Once you can recite one portion verbatim, move on to the next after a brief bit of downtime. Make sure you are taking breaks, or you will get burnt out. Dealing with information in volumes like this means that breaks are an absolute necessity or fatigue will set in and your capacity to retain the information will be severely diminished.
Review everything after your current active review period. Then put it away, and get some rest. Studies have shown time and again that sleep increases retention and promotes memory formation. Do not deprive yourself of these benefits.
The first thing, and arguably one of the more effective ways to raise your score by 20 points or more, is to memorize the law. Memorize it, verbatim. Do not mistake your excellent overall understanding of the law for having it memorized.
The National Conference of Bar Examiners grades the MBE portion of the bar based on nuances and intricacies of the law. So it follows that the easiest way to squeeze more points from that portion is to memorize the nuances and intricacies of the law.
Once you have the memorization down, you need to make sure you understand all the things you have memorized. Ensure that you can explain the principles and functions of the laws and codes you now know by memory.
Explain the concepts out loud, explain the concepts to laypeople. You should have created outlines that help you both memorize and understand the material you will be tested on, use them, and refine them.
An ideal length of your outlines should be about 40-50 pages, long enough without being overly detailed.
Lots of law students try to race through the MBE portion, without giving much thought to the actual substantive content of the answers.
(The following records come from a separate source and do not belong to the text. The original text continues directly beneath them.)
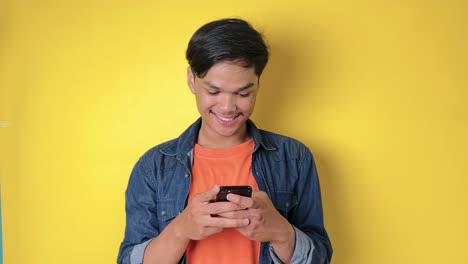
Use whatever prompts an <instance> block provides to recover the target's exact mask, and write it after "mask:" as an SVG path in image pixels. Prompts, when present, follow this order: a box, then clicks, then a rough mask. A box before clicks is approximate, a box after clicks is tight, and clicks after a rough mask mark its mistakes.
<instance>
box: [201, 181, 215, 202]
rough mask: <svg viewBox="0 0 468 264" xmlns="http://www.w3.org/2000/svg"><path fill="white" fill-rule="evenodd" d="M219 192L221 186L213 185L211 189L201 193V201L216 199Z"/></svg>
mask: <svg viewBox="0 0 468 264" xmlns="http://www.w3.org/2000/svg"><path fill="white" fill-rule="evenodd" d="M218 193H219V186H218V185H213V187H211V188H210V189H208V190H207V191H206V192H204V193H201V194H200V196H199V197H200V199H199V202H200V203H207V202H210V201H212V200H214V199H216V194H218Z"/></svg>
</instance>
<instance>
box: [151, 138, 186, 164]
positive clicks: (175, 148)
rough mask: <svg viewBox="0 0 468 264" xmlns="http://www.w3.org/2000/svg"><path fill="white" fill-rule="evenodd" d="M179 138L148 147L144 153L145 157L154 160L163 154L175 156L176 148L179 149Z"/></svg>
mask: <svg viewBox="0 0 468 264" xmlns="http://www.w3.org/2000/svg"><path fill="white" fill-rule="evenodd" d="M178 140H179V138H174V139H171V140H168V141H165V142H162V143H159V144H158V145H156V146H153V147H151V148H150V149H148V150H147V151H146V152H145V153H144V154H143V155H142V158H143V159H149V160H154V159H155V158H157V157H160V156H161V155H162V154H166V155H171V156H175V155H176V153H175V149H177V145H178Z"/></svg>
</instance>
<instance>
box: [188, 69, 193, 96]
mask: <svg viewBox="0 0 468 264" xmlns="http://www.w3.org/2000/svg"><path fill="white" fill-rule="evenodd" d="M187 84H188V86H189V88H190V91H191V92H192V93H193V94H194V93H195V75H194V74H193V72H192V68H190V66H189V67H187Z"/></svg>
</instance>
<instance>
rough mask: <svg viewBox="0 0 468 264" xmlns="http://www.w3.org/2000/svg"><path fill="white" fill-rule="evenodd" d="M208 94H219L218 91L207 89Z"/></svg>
mask: <svg viewBox="0 0 468 264" xmlns="http://www.w3.org/2000/svg"><path fill="white" fill-rule="evenodd" d="M207 92H208V94H209V95H217V94H219V91H214V90H207Z"/></svg>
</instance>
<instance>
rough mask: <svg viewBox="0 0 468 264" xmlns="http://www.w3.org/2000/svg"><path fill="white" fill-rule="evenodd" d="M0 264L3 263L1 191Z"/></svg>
mask: <svg viewBox="0 0 468 264" xmlns="http://www.w3.org/2000/svg"><path fill="white" fill-rule="evenodd" d="M0 264H3V233H2V192H1V191H0Z"/></svg>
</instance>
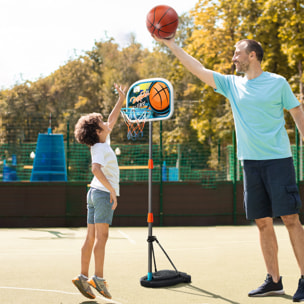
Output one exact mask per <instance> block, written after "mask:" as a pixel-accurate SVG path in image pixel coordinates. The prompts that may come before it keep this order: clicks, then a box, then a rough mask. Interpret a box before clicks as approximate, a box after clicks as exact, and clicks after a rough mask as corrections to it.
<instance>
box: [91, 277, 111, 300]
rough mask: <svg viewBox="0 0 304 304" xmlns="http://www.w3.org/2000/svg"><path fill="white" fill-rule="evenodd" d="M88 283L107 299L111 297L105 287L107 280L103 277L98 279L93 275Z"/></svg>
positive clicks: (106, 287)
mask: <svg viewBox="0 0 304 304" xmlns="http://www.w3.org/2000/svg"><path fill="white" fill-rule="evenodd" d="M88 283H89V284H90V285H91V286H93V287H94V288H95V289H96V290H97V291H98V292H99V293H100V294H101V295H103V296H104V297H106V298H108V299H112V296H111V294H110V293H109V291H108V289H107V282H106V281H105V280H104V279H99V278H97V277H96V276H93V277H92V278H91V279H90V280H89V281H88Z"/></svg>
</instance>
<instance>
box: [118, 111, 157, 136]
mask: <svg viewBox="0 0 304 304" xmlns="http://www.w3.org/2000/svg"><path fill="white" fill-rule="evenodd" d="M121 115H122V117H123V119H124V121H125V124H126V125H127V127H128V133H127V137H128V139H129V140H130V139H132V140H136V139H137V138H139V137H140V136H141V137H142V136H143V129H144V126H145V122H146V121H147V118H149V117H151V115H152V111H151V110H149V109H145V108H122V109H121Z"/></svg>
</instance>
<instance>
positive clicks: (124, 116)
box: [120, 107, 153, 123]
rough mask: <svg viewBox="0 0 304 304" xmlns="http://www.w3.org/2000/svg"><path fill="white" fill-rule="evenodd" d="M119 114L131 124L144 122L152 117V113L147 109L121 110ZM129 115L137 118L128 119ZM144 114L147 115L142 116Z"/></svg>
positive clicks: (129, 107)
mask: <svg viewBox="0 0 304 304" xmlns="http://www.w3.org/2000/svg"><path fill="white" fill-rule="evenodd" d="M120 112H121V113H122V115H123V117H124V118H126V119H127V120H128V121H129V122H131V123H134V122H137V121H144V122H146V121H148V120H149V118H151V117H152V116H153V111H152V110H150V109H148V108H135V107H132V108H130V107H128V108H121V110H120ZM131 113H136V114H138V116H139V117H138V118H136V119H131V118H130V117H129V115H130V114H131ZM144 113H147V114H146V115H144ZM136 116H137V115H136Z"/></svg>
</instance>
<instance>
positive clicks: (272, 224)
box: [255, 217, 280, 283]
Focus on quality over quantity, but pace yourself.
Use an hour or two daily to completely dissect and examine MBE questions and the fact pattern they are describing. Note dates or specific events that help illuminate the issue and the rule that is being tested in that question.
Evaluate each answer option and determine why each one is either right or wrong, even once you have the correct answer, determine why the other options are not correct. While this may lead to spending 15-20 minutes on a given question, you will gain more from it.
Use Your Resources
You have countless resources such as study groups, tutoring, and actual MBE questions at your disposal. The NCBE even releases actual past questions for study purposes, and if you are using study aides or bar review courses that do not advertise that they are using official NCBE questions, they generally are not.